Six of the 70 patients treated with skeletal traction at the Alfred I. duPont Institute exhibited cranial nerve complications. The sixth cranial nerve was most commonly affected by distraction and resulted in weakness in lateral gaze. A combined lesion of the ninth, tenth and twelfth nerves was not an infrequent complication and presented as abnormalities in swallowing, quality of speech, and of tongue movement. It has not been singled out for its significance in the literature but it is potentially the most lethal of the complications. From our review it appears that patients who have had radiation treatment and who have presented with myelomeningocele experience a higher risk of complication in cranial skeletal traction.
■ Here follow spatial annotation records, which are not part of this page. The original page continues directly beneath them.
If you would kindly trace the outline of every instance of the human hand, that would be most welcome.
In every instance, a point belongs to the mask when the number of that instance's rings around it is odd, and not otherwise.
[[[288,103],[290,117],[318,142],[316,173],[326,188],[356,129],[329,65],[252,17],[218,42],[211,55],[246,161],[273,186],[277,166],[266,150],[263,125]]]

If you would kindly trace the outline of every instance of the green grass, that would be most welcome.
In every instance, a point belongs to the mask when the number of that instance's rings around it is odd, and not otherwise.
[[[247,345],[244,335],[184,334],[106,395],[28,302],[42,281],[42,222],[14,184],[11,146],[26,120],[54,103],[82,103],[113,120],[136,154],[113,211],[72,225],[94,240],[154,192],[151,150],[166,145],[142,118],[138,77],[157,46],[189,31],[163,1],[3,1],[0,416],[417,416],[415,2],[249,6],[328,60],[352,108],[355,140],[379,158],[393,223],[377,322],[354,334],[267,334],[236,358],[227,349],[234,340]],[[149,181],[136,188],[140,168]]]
A definite clinical-pathological correlation could not be made. Frequent monitoring of the patients in skeletal traction is necessary, and prompt recognition of the clinical signs of these complications must be stressed. The complications in the patients of our series subsided upon release of the distraction force.
在阿尔弗雷德·I·杜邦研究所接受骨骼牵引治疗的70例患者中,有6例出现了颅神经并发症。第六颅神经最常受到牵引影响,导致外展凝视无力。第九、十和十二神经的联合损伤并非罕见的并发症,表现为吞咽、语音质量和舌运动异常。虽然它在文献中尚未因其重要性而被单独提及,但它可能是最致命的并发症。根据我们的回顾,接受过放射治疗且患有脊髓脊膜膨出的患者在颅骨骨骼牵引时发生并发症的风险更高。无法建立明确的临床病理相关性。对接受骨骼牵引的患者进行频繁监测是必要的,必须强调及时识别这些并发症的临床体征。我们系列病例中的患者并发症在解除牵引力后消退。